HCIL Symposium Highlights Research in Visualizing Electronic Health Records, Mobile Design and More
The Human-Computer Interaction Lab (HCIL) held its 31st Annual Symposium May 29, highlighting the lab’s latest research in visualizing electronic health records, social media, using technology to teach children, and more. Approximately 200 people from academia and industry attended the event.

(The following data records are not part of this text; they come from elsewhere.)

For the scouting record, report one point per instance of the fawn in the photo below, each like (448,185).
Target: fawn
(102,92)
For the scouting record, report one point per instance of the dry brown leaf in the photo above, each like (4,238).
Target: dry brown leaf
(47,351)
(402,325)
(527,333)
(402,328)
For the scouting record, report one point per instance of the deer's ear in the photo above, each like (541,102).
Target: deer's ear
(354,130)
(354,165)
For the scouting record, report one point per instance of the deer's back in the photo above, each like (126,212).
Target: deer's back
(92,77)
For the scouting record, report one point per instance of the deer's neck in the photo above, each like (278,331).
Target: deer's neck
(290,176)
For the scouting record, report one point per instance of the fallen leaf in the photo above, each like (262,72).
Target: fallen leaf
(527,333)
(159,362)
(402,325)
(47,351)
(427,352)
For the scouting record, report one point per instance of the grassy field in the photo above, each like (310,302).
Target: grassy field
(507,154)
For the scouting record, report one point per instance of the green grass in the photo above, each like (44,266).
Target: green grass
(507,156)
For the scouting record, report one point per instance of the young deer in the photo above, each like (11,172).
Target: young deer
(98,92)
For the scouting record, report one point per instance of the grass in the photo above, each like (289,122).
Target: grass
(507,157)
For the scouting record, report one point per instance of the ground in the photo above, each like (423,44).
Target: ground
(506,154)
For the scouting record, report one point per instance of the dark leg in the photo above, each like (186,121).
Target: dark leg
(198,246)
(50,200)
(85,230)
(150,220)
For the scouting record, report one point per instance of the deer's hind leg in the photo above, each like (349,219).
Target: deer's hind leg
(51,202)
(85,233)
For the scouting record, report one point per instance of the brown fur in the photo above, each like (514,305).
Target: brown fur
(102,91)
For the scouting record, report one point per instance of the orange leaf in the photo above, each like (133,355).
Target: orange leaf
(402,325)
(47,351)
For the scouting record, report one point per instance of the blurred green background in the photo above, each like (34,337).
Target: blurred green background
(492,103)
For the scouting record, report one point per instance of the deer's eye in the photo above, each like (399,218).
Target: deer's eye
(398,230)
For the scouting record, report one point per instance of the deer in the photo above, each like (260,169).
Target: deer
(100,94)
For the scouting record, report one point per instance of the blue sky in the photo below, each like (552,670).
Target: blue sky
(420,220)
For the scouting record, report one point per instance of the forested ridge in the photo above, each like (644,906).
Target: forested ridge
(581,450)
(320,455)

Ben Shneiderman, a Distinguished University professor of computer science with an appointment in the University of Maryland Institute for Advanced Computer Studies (UMIACS), gave a presentation on EventFlow, a tool developed by HCIL. He told the workshop audience of 53 people that EventFlow is a data visualization tool that helps users analyze and explore patterns of point and interval based events from patient history records and other information sources. Shneiderman noted that it presents a novel solution for displaying events, simplifying their visual impact, and making meaningful queries.
While EventFlow was used initially for compiling information from healthcare data, Shneiderman says the tool is now being tested on cybersecurity analytics, sports statistics, and more. He added that HCIL hopes to launch a commercial version of EventFlow in early 2015 through the university’s Office of Technology Commercialization. The project is sponsored by NIH, the university’s Center for Health-related Informatics and Bioimaging, and Oracle.
“We’re most satisfied with EventFlow when it leaves our office and goes to help solve real-life problems; that’s what we like to see,” Shneiderman says.